Enter the brilliant twist in the final season - Angel and company are invited to take over the law firm. Much as they scoff at this invitation, they ultimately can't turn down the firm's resources, and resolve to try and change the company from within. Meanwhile, the firm, dancing on the strings of the mysterious "Senior Partners" (surely terrible demons, though we never get a satisfying look at them), similarly plans to corrupt Angel and company and wear down their righteous resolve by surrounding them with so much moral ambiguity. Plus, most of the clients and employees of the firm want to kill Angel, so it's a lot like a fly setting up shop in a spider web. Except that the fly is a seasoned exterminator.
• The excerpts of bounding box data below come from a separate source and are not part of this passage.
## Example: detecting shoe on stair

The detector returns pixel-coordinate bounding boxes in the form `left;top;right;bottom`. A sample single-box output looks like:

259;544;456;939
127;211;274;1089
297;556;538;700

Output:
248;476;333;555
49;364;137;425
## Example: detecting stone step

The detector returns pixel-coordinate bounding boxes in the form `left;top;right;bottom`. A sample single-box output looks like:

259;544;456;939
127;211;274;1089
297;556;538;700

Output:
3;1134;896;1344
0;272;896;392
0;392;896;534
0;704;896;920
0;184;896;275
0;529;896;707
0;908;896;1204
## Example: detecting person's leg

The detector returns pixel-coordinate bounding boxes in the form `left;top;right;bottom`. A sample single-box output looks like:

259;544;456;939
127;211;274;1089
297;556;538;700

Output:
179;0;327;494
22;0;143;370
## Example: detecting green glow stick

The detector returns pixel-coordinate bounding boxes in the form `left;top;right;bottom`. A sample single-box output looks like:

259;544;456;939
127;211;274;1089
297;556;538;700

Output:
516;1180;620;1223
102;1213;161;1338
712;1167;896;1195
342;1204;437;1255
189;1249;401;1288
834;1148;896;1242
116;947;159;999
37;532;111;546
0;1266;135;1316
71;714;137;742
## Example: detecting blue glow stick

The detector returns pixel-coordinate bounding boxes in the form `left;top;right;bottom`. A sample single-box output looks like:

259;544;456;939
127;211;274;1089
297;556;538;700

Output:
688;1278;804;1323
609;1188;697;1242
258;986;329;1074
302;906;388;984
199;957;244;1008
It's an ingenious inversion of the show, and the first half of this season contains a number of clever and fun episodes, as the gang (and the audience) gets used to the new setup, before things start to get more tense, and the stakes get raised, in the second half. In addition to the triumphant and welcome return of Lindsay McDonald as a recurring character, this is also the season where Spike (James Marsters) (having been brought back as a ghost after sacrificing his life for the forces of good in the series final of Buffy The Vampire Slayer) joins the show as a regular character. The interplay between him and Angel - both vampires with a soul now, and both Champions for good; also, both former loves of Buffy - proves to be an abundant well of both humor and dramatic tension.
Additionally, I welcomed the return of Harmony (Mercedes McNab) in the role of Angel's secretary in this season. She's a minor character, but I thought she was a lot of fun when she was Spike's girlfriend on Buffy (before Spike turned good), and she kind of takes over the catty role that Cordelia filled, before she turned all "holy roller". Speaking of Cordelia, I welcomed her nearly total absence in this season (as well as that of Connor) - although she was great in the one episode in which she gets the chance to give her character a final send-off. I guess she's just better in small doses, after all. Same can be said of Connor.
As for the series' finale, I had been warned that the show ends prematurely, and my research verified that the creators had intended to keep the show going for at least one more season (if not even more than that). On the other hand, I think that the creators may have known the show would be ending before they filmed the finale, because the sendoff does have a certain welcome finality to it. There's more story to be told, perhaps (Angel never did get the reward for his redemption that we all thought was coming - although one of the themes in this season was that doing good deeds is its own reward, and that that's all there is to it), and while some characters meet their tragic end, others survive through to the bombastic climax.
But the cliffhanger where the show ends off is perfectly calculated - the survivors facing overwhelming odds in an unprecedented show of power by the Senior Partners, infuriated by the critical blow Angel and his friends have managed to strike against them. You could believe that these are the advancing forces of evil that Angel will finally be unable to defeat, and that this is where his story finally ends. But you could just as easily believe that Angel and his companions will find a way to surmount these odds, as they have in every harrowing situation so far. It's not the infuriating cliffhanger I was fearing (imagine if the show had been canceled after the third season's cliffhanger!). It's a fitting end to the series, given the circumstances, that both feels like a loving farewell to the TV series, while leaving the story open to continuation in other media (comics, for example).